Adverbial Dialogue Tags Articles / On Dialogue

We’ve all see it and a good number of us are guilty of it. That’s right. I’m talking about adverbial dialogue tags. I know some of you are thinking this is another article about creative dialogue tags. Well, it’s not. This quick tip is about using adverbs to describe how dialogue is said. Aside from the obvious advice to minimize your use of adverbs by choosing stronger words, the use of adverbial dialogue tags presents the reader with a weak description and oftentimes results in telling instead of showing. Take the following example:

Cassidy pushed the solid oak door open with her foot and wrestled an oversized teddy bear into the kitchen.
“Why did you leave without telling me?” Damian asked petulantly.
“You said you didn’t like garage sales,” she retorted angrily.

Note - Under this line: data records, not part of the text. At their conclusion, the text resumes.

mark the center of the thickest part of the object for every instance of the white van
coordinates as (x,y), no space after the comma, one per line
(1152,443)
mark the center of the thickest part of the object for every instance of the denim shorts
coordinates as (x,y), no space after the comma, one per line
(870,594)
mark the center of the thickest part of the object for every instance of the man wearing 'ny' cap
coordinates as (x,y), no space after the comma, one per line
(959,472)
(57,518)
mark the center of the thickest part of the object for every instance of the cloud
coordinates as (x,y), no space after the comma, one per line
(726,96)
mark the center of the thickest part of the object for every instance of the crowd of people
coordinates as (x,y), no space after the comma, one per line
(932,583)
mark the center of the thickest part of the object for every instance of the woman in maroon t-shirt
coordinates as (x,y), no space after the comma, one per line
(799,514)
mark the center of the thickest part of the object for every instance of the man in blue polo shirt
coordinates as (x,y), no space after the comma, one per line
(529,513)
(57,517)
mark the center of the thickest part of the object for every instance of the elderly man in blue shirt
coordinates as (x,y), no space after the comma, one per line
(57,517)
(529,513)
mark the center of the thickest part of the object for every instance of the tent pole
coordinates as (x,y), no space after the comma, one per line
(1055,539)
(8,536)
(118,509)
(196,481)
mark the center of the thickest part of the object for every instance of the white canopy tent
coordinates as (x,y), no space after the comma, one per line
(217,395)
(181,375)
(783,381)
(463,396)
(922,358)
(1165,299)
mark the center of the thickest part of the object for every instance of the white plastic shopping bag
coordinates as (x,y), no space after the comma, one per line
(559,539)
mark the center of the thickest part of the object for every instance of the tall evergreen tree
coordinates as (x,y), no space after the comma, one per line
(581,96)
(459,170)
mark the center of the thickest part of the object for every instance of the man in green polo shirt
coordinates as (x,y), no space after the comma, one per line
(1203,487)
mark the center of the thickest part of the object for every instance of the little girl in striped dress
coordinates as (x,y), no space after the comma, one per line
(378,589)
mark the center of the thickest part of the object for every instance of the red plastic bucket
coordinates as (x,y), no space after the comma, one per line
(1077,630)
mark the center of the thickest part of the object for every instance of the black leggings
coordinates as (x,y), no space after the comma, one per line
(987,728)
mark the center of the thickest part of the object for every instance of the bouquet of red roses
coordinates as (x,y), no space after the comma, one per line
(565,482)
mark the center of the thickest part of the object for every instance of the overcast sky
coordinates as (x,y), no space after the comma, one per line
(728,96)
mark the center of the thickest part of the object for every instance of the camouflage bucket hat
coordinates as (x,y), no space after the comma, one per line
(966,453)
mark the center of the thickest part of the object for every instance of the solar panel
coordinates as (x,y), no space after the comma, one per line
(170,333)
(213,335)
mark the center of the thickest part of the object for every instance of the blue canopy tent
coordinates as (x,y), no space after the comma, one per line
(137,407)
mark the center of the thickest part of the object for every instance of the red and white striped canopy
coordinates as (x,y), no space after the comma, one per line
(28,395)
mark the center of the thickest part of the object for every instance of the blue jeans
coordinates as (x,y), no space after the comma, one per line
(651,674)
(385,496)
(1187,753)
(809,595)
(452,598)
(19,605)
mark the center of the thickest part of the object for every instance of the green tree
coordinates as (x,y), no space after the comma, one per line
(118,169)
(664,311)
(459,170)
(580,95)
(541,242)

In this example an adverb (petulantly) is used to describe Damian’s tone of voice and indirectly tells the reader how Damian is feeling. The issue here is that by adding this to the dialogue tag, the author tells the reader how Damian feels and shows nothing. Furthermore, the passage tells the reader that Cassidy is angry, but doesn’t show anything. Because the adverbial dialogues tag tell the reader how the characters are feeling, some authors will neglect to fully develop the scene by showing through behavior, dialogue, and body language what the characters are feeling. This can lead to anemic scenes.

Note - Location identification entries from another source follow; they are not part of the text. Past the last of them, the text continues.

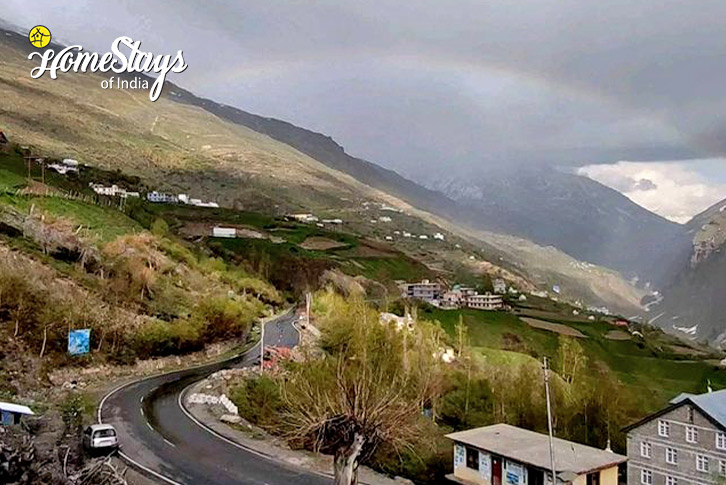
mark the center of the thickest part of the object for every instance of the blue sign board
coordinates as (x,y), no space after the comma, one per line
(79,342)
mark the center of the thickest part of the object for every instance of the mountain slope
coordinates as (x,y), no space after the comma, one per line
(694,302)
(179,147)
(583,218)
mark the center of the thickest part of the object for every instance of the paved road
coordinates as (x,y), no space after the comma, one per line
(156,433)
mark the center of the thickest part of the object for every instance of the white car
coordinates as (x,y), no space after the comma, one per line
(101,437)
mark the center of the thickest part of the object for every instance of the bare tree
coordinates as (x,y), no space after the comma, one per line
(371,387)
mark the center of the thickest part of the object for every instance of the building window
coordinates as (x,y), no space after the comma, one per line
(671,456)
(593,478)
(702,463)
(691,434)
(664,429)
(721,441)
(472,458)
(645,449)
(646,477)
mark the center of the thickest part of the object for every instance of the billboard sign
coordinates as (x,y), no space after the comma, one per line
(79,342)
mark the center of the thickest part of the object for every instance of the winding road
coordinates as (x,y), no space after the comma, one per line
(159,437)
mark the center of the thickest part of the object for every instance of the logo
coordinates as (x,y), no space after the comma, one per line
(39,36)
(125,57)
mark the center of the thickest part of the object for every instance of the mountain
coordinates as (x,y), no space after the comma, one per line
(583,218)
(693,302)
(575,214)
(184,143)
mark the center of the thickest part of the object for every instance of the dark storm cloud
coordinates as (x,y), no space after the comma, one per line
(461,83)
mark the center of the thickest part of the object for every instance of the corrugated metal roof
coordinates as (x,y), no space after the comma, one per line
(711,403)
(532,448)
(15,408)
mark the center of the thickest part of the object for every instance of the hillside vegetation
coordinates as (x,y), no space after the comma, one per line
(180,147)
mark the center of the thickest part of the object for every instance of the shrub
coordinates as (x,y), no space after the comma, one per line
(259,401)
(225,318)
(159,338)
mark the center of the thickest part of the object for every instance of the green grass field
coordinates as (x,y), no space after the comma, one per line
(654,376)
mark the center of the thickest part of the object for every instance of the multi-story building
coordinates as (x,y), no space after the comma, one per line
(162,198)
(500,286)
(487,301)
(506,455)
(682,444)
(425,290)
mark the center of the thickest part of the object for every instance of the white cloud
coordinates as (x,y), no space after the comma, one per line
(677,190)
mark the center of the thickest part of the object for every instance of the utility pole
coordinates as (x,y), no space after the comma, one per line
(262,347)
(549,420)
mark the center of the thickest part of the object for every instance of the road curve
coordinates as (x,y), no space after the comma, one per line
(158,436)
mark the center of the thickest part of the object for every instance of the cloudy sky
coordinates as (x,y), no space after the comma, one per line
(465,83)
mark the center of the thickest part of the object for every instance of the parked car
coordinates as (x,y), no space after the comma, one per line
(100,437)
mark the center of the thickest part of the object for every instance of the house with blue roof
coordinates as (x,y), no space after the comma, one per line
(682,444)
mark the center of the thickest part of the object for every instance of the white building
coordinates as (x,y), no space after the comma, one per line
(66,166)
(425,290)
(500,286)
(304,217)
(162,198)
(486,301)
(406,322)
(112,191)
(228,232)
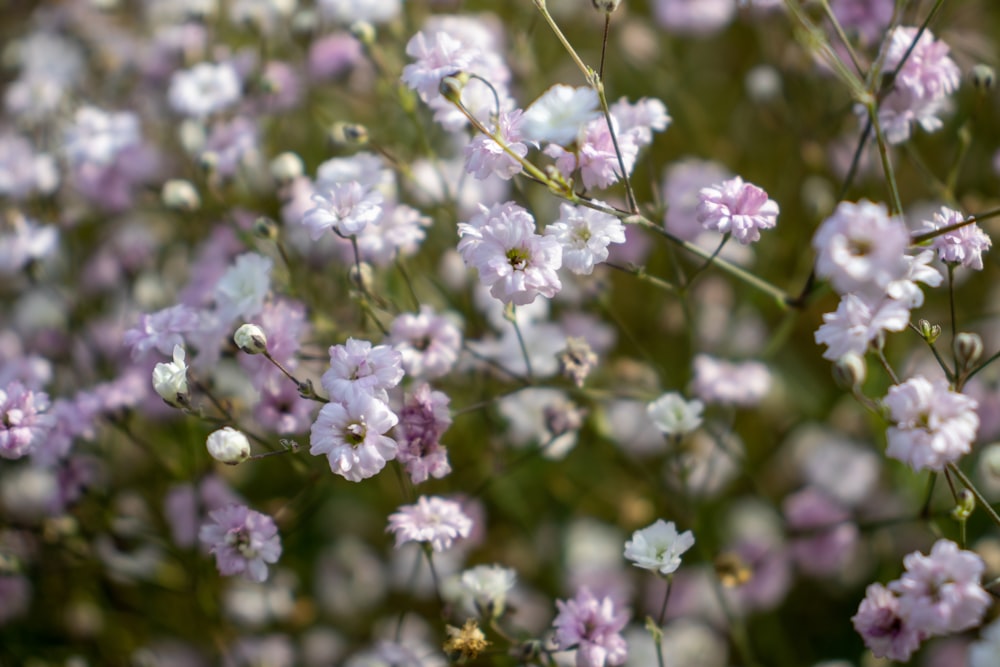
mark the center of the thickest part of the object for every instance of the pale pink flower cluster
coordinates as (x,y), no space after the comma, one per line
(594,154)
(939,594)
(737,208)
(863,253)
(964,246)
(593,626)
(350,430)
(921,88)
(585,235)
(933,425)
(516,263)
(730,383)
(432,520)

Instead of telling the reader how the characters are speaking, show what they are doing and let their actions fill in the blanks so that the reader can see what’s going on and decide how the characters are feeling.

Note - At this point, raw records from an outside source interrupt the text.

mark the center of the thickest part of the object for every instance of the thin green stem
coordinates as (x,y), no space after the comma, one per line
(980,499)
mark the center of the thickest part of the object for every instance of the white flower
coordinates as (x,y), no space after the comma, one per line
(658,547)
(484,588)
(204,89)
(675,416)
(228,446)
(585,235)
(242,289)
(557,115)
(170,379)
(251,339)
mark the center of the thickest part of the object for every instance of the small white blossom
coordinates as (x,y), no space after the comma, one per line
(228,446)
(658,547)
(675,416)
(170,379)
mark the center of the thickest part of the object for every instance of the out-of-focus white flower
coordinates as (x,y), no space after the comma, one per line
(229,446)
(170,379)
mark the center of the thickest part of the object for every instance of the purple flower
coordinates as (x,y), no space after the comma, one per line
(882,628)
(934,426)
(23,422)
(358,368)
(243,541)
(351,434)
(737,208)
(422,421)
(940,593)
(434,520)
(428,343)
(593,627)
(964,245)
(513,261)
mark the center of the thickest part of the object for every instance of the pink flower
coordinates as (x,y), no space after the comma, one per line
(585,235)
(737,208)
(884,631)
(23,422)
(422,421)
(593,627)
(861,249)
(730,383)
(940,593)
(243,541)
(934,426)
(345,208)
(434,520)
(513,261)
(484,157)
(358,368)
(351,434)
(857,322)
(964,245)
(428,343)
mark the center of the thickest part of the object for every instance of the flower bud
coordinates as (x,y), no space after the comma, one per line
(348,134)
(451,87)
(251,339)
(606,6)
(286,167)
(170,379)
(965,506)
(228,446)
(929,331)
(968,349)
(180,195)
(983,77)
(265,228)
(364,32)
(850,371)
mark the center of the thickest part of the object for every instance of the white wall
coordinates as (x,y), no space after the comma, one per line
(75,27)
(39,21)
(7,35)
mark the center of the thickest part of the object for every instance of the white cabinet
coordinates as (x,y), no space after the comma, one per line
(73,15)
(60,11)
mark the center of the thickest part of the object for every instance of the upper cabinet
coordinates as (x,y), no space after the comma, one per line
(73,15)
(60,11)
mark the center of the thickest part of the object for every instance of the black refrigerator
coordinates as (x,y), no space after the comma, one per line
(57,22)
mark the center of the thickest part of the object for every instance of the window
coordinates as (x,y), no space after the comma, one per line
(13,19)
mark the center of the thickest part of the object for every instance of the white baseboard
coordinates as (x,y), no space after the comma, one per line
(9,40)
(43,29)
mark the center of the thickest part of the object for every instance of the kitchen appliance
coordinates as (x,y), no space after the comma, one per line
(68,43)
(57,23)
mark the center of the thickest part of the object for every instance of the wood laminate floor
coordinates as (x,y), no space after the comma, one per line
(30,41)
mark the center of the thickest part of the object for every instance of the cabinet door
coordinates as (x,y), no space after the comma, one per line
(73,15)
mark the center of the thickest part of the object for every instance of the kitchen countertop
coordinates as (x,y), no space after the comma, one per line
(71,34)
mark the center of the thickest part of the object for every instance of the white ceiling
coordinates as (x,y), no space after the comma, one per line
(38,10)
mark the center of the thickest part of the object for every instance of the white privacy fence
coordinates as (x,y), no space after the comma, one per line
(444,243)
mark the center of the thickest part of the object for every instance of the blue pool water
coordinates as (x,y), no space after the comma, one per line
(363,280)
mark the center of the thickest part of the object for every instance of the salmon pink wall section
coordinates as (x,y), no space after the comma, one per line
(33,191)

Cassidy pushed the solid oak door open with her foot and wrestled an oversized teddy bear into the kitchen. She almost knocked Damian off his stool.
“Watch it,” he said, grabbing the edge of the counter.
“Oops, sorry.” She started to grin but froze about halfway between full grin and polite smile, stopping somewhere around pained.
Damian glared and slid off the stool. “Why did you leave without me?” He was a full head taller than Cassidy, and with his arms folded across his chest, he was downright scary.
She opened her mouth, snapped it shut, opened it again, and took a deep breath before sighing. “You said you didn’t like garage sales.” She dropped the teddy bear on the yellowed linoleum with a soft thud.

By striking adverbial dialogue tags from your manuscript and replacing them with narrative full of action and emotion, you will make better word choices and fill out those scenes with the visual cues to keep your reader engaged with your story. You will also use fewer adverbs, which is always a bonus in my book. 🙂

Now… go write something!


Comments

  1. What a great article and gives a clear understanding of show versus tell which so many of us struggle with! Thanks for sharing!

  2. This is definitely something I will be looking at in my third draft of my WIP. It is too easy to take the lazy way out. Thanks for the post.